The thoughts, ramblings and musings of a 'man with a plan' to change his life from one of a high paid professional to something completely different... I write about my struggle to achieve this and my work with those affected by anxiety & depression
Sunday, 26 February 2012
Seven Years
Today is our wedding anniversary. Seven years ago, I married the woman I wanted to share the rest of my life with. I recall the nerves very well. I recall also the love and affection shown by family and friends and the feeling of being the centre of everyone's attention for just one day. And how quickly that day went, the reception speeches, the excellent food, the partying 'til late and the taxi home arriving as man and wife. I don't know where the seven years have gone. They have flown past.
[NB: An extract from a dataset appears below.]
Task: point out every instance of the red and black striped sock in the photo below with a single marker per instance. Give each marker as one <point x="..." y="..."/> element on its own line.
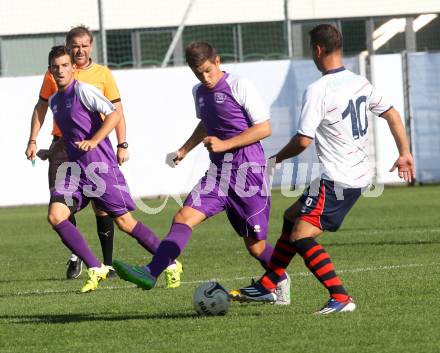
<point x="319" y="263"/>
<point x="283" y="253"/>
Things have changed of course. Little did we know back then that we would be in the situation we are now. We have a son who we love more than anything. Our relationship is often tested to its limit and there have been times when it's felt at risk. But if anything, the bond is stronger now than it has ever been. I'm a nightmare to live with, I know that. My wife deserves better, I know that too. The truth is that without my wife, her strength and support, I wouldn't be here now. My wife said recently at a counselling session that I am no longer the person she married seven years ago. I was a little taken aback by this, but on reflection I believe she does see a different person. Depression does this. But deep inside, I'm still the same person who fell in love with her and still loves her, more than I show.